# Arii Flakpanzer IV - a fail, right out of the box!



## Faust (Dec 1, 2012)

Sometimes, getting what you wished for isn’t all that it’s cracked up to be. While I’m not a hardcore armour modeller in the sense that I go out and get all kinds of fancy aftermarket stuff, I still like my tanks to at least be half-decent kits to start with. I also like them in small scale, so that’s why I’ve gravitated towards the old Matchbox and Fujimi 1/76 models. They’re small, well-detailed enough and simple enough to be fun.

However, I was hoping I’d be able to find a Flakpanzer IV for my collection. I hadn’t been able to find a record of such a kit in 1/76, so you can imagine how pleased I was to find out that there was indeed a model of it in this old scale! The kit I found was made in Japan by Arii, and it was even a “diorama set” as it proclaimed on the box! 

The problem is that the kit is not quite up to the standards I’m used to on armour, and as you have read, my standards aren’t particularly high. Follow the link below to see what this kit is like, and why you should never buy one, given the chance!

*https://adamrehorn.wordpress.com/mo...eviews/arii-176-flakpanzer-iv-wirbelwind-oob/*


----------



## djnick66 (May 2, 2008)

I've had all of those kits. A couple are passable. Remeber they are VERY old. They date back to the late 60s and were originally sold by Eidai and then Grip (or was it Grip then Eidai?). They were intended as wargaming kits not serious models. Wargamer's Digest used to highlight their new releases. There is actually still some demand for a few of the kits in the range. Currently the molds are owned by Mirco Ace, who took over from Arii when they went bankrupt a few years ago. But, Micro Ace says the molds are shot and they have no plans to reissue them. Also, the molds for the kit in high demand, the V-2 missile launch set up with rocket, trailer, tractor, halftrack, launch plate, etc., is gone. I had that kit and it was really very nice. Again, we are talking about something as old as the Aurora Anzio Beach and Rat Patrol sets so its not going to be a 2017 Tamiya kit.

If you want a 1/76 Flak Panzer you could use the hull of the Airfix or Nitto Panzer IV and use the turret from the Arii/Grip/Eidai kit. The old Nitto Flakvierling gun may be more detailed too.

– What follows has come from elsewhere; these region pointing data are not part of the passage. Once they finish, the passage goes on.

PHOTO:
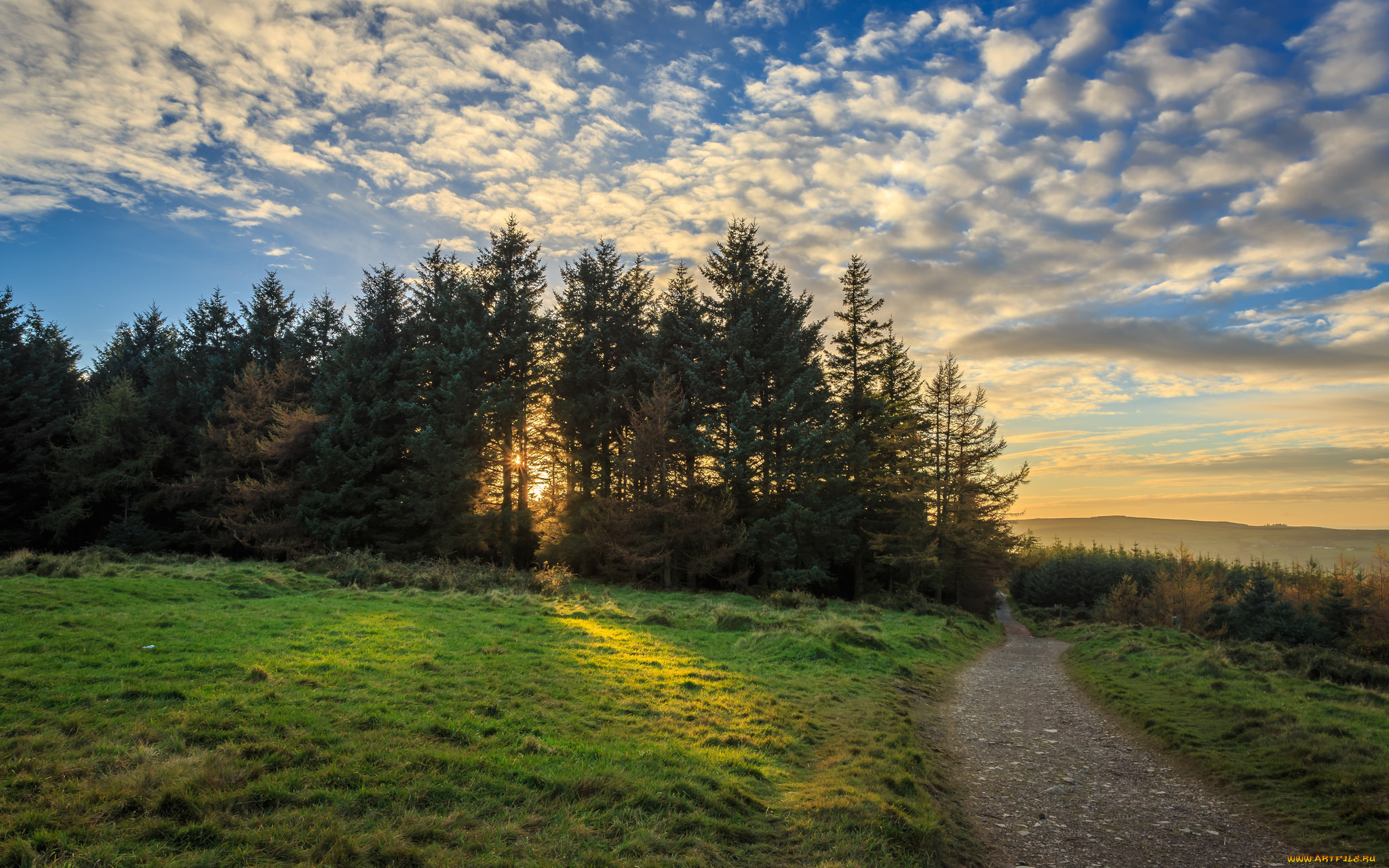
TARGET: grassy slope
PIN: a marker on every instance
(1312, 755)
(1227, 539)
(279, 719)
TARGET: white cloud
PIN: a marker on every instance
(263, 212)
(1006, 52)
(1348, 46)
(1088, 34)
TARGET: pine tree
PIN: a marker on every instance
(146, 353)
(511, 281)
(39, 392)
(899, 531)
(143, 352)
(209, 349)
(969, 500)
(319, 332)
(356, 484)
(104, 478)
(246, 486)
(853, 368)
(445, 453)
(771, 427)
(269, 323)
(682, 346)
(666, 532)
(599, 346)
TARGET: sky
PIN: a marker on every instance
(1156, 233)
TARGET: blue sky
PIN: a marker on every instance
(1156, 233)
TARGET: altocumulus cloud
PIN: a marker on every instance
(1093, 208)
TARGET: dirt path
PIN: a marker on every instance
(1053, 783)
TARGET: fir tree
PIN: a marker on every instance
(39, 392)
(682, 348)
(666, 532)
(209, 346)
(445, 453)
(600, 340)
(356, 485)
(319, 332)
(246, 486)
(143, 352)
(771, 425)
(106, 475)
(899, 530)
(511, 279)
(969, 500)
(269, 323)
(853, 368)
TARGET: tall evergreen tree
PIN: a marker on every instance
(445, 453)
(898, 527)
(319, 332)
(356, 484)
(145, 352)
(771, 427)
(511, 279)
(209, 348)
(969, 500)
(269, 323)
(855, 372)
(103, 479)
(600, 342)
(246, 488)
(682, 346)
(39, 392)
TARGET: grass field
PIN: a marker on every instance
(281, 719)
(1313, 755)
(1227, 539)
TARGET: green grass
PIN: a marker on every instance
(1312, 755)
(283, 719)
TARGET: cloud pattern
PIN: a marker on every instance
(1096, 209)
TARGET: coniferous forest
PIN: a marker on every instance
(702, 434)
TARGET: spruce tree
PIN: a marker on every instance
(511, 279)
(246, 488)
(771, 427)
(682, 346)
(853, 368)
(106, 477)
(600, 340)
(450, 366)
(145, 352)
(269, 323)
(899, 531)
(39, 392)
(319, 332)
(356, 484)
(967, 499)
(209, 349)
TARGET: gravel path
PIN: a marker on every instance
(1053, 783)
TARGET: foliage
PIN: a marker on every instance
(454, 417)
(1346, 606)
(39, 393)
(397, 727)
(1302, 732)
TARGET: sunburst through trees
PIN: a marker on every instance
(671, 437)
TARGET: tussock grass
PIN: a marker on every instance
(355, 714)
(1310, 751)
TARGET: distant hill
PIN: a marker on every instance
(1217, 538)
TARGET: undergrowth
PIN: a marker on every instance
(1309, 751)
(195, 711)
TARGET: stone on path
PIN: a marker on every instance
(1017, 726)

Or, if you are not uber fussy, Trashegawa, in their otherwise mediocre armor range, has a somewhat nice Wirbelwind and Ostwind that combine their 40 year old Panzer IV chassis from the Karl Morser set with a new turret and gun.


----------



## Faust (Dec 1, 2012)

I didn't realize they were that old. They look to be early 70's. Still, it's pretty bad for a kit of any era. If they're for wargaming, I can see it a bit more. I wasn't expecting a new Tamiya kit, but the Fujimi's from the early '70s are light years ahead of this sad beast.

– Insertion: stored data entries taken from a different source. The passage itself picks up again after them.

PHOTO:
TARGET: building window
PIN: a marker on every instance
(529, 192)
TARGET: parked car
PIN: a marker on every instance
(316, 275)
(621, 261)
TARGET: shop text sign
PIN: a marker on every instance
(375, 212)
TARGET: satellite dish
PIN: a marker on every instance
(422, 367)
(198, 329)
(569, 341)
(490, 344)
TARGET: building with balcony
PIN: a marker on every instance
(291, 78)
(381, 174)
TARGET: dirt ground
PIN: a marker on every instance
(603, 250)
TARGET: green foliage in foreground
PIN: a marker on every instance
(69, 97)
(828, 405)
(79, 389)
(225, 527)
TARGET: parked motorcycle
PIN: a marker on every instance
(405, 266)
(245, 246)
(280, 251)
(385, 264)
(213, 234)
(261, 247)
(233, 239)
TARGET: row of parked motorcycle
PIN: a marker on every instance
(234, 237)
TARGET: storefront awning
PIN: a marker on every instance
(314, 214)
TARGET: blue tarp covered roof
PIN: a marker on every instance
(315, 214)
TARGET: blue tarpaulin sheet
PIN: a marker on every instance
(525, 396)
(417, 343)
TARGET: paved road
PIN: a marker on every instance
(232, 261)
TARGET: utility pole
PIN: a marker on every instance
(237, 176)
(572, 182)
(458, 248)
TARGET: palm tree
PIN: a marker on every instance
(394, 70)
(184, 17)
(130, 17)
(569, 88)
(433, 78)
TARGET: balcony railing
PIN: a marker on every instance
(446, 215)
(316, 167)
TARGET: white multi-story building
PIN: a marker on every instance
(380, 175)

If anyone ever wants it, it'd definitely on the auction block!


----------



## djnick66 (May 2, 2008)

They are what they are. The figures that came with some of the larger sets were copies of the 1960s first generation Airfix Germans (same ones Aurora copied for Anzio beach). 

If you have an original Grip or Eidai kit they are very cleanly molded and come out looking pretty nice. The Flakpanzer Mobelwagen is another one that no one else has done either. I still have one of their Krupp Protze trucks to work on. For many many years it was the only small scale German truck. I've noticed that Arii broke up the kit contents a bit and what you get in their issues is not quite the same as the originals. The Protze came with more stuff than you get now.


----------